Le contexte ivoirien renforce cet enjeu. La place bancaire d’Abidjan concentre une partie des flux financiers de la sous-région, tandis que les règles régionales deviennent plus techniques. Les banques doivent à la fois répondre aux exigences de la BCEAO, satisfaire aux attentes de leurs actionnaires et démontrer qu’elles savent gérer des risques devenus plus complexes: cybersécurité, fraude, conformité anti-blanchiment, externalisation de certaines activités et traçabilité des opérations. Les certifications qualité servent alors de preuve visible d’une gouvernance plus structurée.

La mention d’autres labels déjà détenus par la banque, comme ISO 9001:2015, PCI DSS pour la sécurité des cartes bancaires et AML 30001 contre le blanchiment, va dans le même sens. L’ensemble dessine un positionnement classique des établissements qui veulent rassurer sur leur contrôle interne. Dans un marché bancaire ouest-africain où la concurrence s’intensifie, la qualité devient aussi un argument de réputation.

Une lecture ivoirienne et régionale de l’exigence bancaire

La portée de cette certification ne se limite pas à une distinction de conformité. Elle dit quelque chose de la maturation des banques opérant en Côte d’Ivoire. Dans un environnement régional marqué par l’intégration monétaire de l’UEMOA et par des exigences accrues sur le contrôle interne, les établissements qui investissent dans l’audit gagnent en crédibilité. Ils se préparent aussi mieux aux contrôles futurs, qui portent de moins en moins seulement sur les comptes et de plus en plus sur la qualité des dispositifs de surveillance.

C’est aussi un signal pour les places financières africaines qui cherchent à attirer des capitaux, à financer les entreprises locales et à développer les services numériques. Les banques capables de documenter leurs processus, de prouver leur discipline interne et d’aligner leur audit sur des standards reconnus sont mieux placées pour dialoguer avec les superviseurs, les investisseurs et les partenaires techniques. Dans ce domaine, la confiance n’est pas abstraite. Elle se construit par des preuves.

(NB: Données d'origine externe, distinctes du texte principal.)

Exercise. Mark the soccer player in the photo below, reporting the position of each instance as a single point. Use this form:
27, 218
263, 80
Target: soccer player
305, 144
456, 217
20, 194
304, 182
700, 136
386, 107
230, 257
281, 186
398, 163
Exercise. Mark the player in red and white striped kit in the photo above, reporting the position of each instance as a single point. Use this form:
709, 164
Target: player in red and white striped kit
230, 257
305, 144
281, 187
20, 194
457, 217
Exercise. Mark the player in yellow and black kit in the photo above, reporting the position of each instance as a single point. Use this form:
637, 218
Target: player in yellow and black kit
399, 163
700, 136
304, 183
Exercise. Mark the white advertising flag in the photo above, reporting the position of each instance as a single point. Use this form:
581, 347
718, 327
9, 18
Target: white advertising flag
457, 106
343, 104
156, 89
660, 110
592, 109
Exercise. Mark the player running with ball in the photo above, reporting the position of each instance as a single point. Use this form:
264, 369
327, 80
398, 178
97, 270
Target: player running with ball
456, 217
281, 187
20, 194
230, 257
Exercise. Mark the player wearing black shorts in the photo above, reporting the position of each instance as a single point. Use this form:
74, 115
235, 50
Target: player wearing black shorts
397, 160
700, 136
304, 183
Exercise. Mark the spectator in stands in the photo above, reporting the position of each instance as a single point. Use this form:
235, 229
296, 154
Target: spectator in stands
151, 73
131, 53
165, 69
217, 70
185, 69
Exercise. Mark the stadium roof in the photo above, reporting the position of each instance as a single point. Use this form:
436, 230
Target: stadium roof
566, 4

La suite se jouera moins dans la cérémonie de remise que dans la durée. Une certification doit vivre dans les pratiques quotidiennes, dans la qualité des missions, dans la capacité à corriger les écarts et à tenir le niveau annoncé. C’est là que se mesure, en Côte d’Ivoire comme ailleurs en Afrique de l’Ouest, la vraie valeur d’un audit interne certifié.